PROJECT GOAL
The goal of the project is to create a bilingual (Polish & English) termbase with minimum 100,000 entries (general domain), which would be uploaded into MemSource CAT software and used during translations. This database needs to contain two sets of columns a) Polish term b) English term. No characters nor operators are allowed - just the actual terms. The difficulty here is finding and processing the input information.
INPUTS
Possible readymade databases like:
- online dictionaries
- dictionaries on USB stick, CD
OUTPUT FILE STRUCTURE
The basic structure of the output file needs to be this:
column A: Polish term
column B: English term
column C-X: second and next (if available) English term
EXPECTED PROPOSAL
1. How to find the right, high quality data. You also have an idea and technical skill to obtain that data in required quantity and quality.
2. Technology you would use.
3. Describe the process you would follow.
4. Describe expected outcomes.
IDEAL CANDIDATE:
1. Self-reliant, self-starter
2. Highly experienced in data analytics and/or data science
3. Great mathematical problem solver capable of building complex algorithms
ACCEPTANCE CRITERIA
1. Any row needs to consist of at least one Polish term and a corresponding, at least one English term.
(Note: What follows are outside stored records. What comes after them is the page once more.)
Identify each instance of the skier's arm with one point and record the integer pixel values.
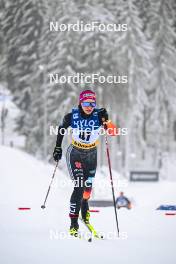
(57, 154)
(102, 115)
(65, 124)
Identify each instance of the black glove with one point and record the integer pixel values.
(57, 154)
(103, 114)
2. There is a minimum of 100,000 VALID entries (Polish term & English term is 1 entry).
3. Source of data is revealed to me so I can do a quality check and approve it.
4. Polish and English terms are clearly separated with an operator or placed in different column.
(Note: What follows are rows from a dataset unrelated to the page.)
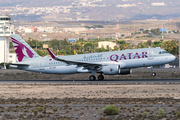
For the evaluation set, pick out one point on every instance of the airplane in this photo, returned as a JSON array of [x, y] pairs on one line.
[[107, 63]]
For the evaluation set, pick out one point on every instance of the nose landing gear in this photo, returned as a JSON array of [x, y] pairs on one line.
[[100, 77], [92, 78], [153, 73]]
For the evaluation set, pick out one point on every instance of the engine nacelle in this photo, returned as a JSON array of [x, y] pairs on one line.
[[111, 70], [125, 71]]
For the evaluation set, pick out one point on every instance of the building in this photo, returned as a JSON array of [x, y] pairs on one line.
[[105, 44], [12, 58], [6, 29]]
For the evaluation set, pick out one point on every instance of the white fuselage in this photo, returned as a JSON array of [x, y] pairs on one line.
[[125, 58]]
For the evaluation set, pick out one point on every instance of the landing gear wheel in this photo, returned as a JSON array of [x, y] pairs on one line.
[[153, 74], [100, 77], [92, 78]]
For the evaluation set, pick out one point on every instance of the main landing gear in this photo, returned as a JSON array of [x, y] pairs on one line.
[[153, 73], [100, 77]]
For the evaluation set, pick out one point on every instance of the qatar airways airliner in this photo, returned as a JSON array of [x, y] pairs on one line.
[[107, 63]]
5. Subsequent english terms are divided by a comma “,” OR and a semicolon “;” OR are placed in different columns of the same row.
6. Abbreviations like “mat.” or “chem.” denote subject matter areas and are redundant - should be ignored and excluded from output file.
7. No entries shorter than 3 letters (1 and 2 letters long).
8. No blank rows between rows.
9. Spot-check your work - I will spot-check random 1000 entries to ensure proper quality and structure.